The film is beautifully done, and deeply inspiring.
But I also found it agonizing.
All these young couples, starting over, with no one. Like the kids here who lost both their parents. Like the kids here who lost their siblings. Like the hundreds who lost grandparents. Like the many hundreds who’ve lost fathers.
Like those who still will.
In 2024, you don’t need to go to Kielce to get killed going home. And in 2024, you don’t need to visit the maternity hospital of the DP camp in Santa Maria di Leuca to be reminded what shattered families look like.
If you want to see that, you can stay in your own neighborhood.
Everywhere one goes here, we’re reminded that “there” came “here,” that “then” became “now.”
“Karina: we’re waiting for you and for all the hostages, at home.”
Everywhere.
Outside the Pelech girls high school, at the end of our street:
Our lot is tied to your lot, and our hearts are with you. The Pelech School stands with the families of the hostages.

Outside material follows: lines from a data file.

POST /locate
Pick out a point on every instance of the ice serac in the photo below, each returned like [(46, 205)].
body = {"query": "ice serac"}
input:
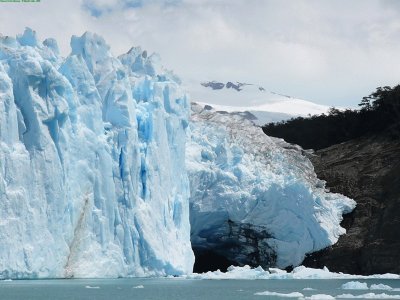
[(254, 199), (92, 162)]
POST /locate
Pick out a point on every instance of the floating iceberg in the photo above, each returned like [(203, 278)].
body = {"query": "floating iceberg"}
[(300, 272), (92, 162), (94, 178), (355, 285)]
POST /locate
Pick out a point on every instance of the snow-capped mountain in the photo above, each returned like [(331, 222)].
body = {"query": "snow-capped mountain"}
[(253, 102), (95, 154), (255, 199)]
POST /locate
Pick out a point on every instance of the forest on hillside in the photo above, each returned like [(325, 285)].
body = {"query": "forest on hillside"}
[(379, 113)]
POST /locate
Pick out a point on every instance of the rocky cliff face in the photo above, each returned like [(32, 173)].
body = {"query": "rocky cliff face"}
[(367, 170)]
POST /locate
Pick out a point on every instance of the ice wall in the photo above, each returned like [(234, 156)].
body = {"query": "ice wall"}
[(92, 162), (254, 199)]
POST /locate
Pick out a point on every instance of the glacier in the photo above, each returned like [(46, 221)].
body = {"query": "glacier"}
[(92, 162), (255, 200), (106, 170)]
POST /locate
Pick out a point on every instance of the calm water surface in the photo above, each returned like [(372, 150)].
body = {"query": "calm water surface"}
[(170, 289)]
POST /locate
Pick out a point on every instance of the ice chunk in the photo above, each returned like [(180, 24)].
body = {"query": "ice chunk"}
[(355, 285), (138, 287), (381, 286), (368, 296), (320, 297), (283, 295), (300, 272)]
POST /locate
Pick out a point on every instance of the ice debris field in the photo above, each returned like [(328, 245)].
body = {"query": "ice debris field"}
[(107, 171)]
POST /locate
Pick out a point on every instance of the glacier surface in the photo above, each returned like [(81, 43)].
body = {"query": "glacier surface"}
[(92, 162), (255, 199), (104, 174)]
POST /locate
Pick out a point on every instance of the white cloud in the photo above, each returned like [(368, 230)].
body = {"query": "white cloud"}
[(331, 52)]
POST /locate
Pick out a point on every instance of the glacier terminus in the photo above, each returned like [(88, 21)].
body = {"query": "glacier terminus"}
[(106, 170)]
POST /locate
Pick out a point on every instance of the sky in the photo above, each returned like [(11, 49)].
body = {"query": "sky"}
[(331, 52)]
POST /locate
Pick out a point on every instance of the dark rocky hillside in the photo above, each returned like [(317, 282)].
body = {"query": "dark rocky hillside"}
[(368, 170)]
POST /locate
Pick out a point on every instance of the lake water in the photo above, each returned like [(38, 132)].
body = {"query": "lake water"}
[(170, 289)]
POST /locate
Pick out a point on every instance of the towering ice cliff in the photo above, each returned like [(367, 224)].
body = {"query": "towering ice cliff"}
[(94, 179), (92, 162), (254, 199)]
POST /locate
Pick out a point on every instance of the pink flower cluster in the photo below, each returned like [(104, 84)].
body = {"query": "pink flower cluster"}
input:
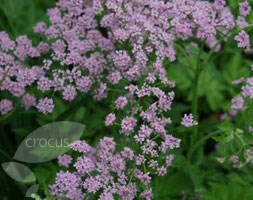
[(105, 172), (86, 54), (95, 46)]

Outside the community center, a block from us:
The Greater Bakka Neighborhood Family and Community Council pray for the return of the hostages to their homes, speedily and in peace "and the LORD God shall wipe the tears from every face" (Isaiah 25:8)
Everywhere.
In his address last night at the annual Holocaust Memorial Day Ceremony, President Isaac Herzog actually tied the hostages to the Holocaust event, reading aloud the names of two of the hostages and their many family members who had been killed by the Nazis.
We knew it already, but those names made it agonizingly clear:
it simply never ends.
The translations are mine, done quickly. They are certainly not authorized translations and should not be reproduced.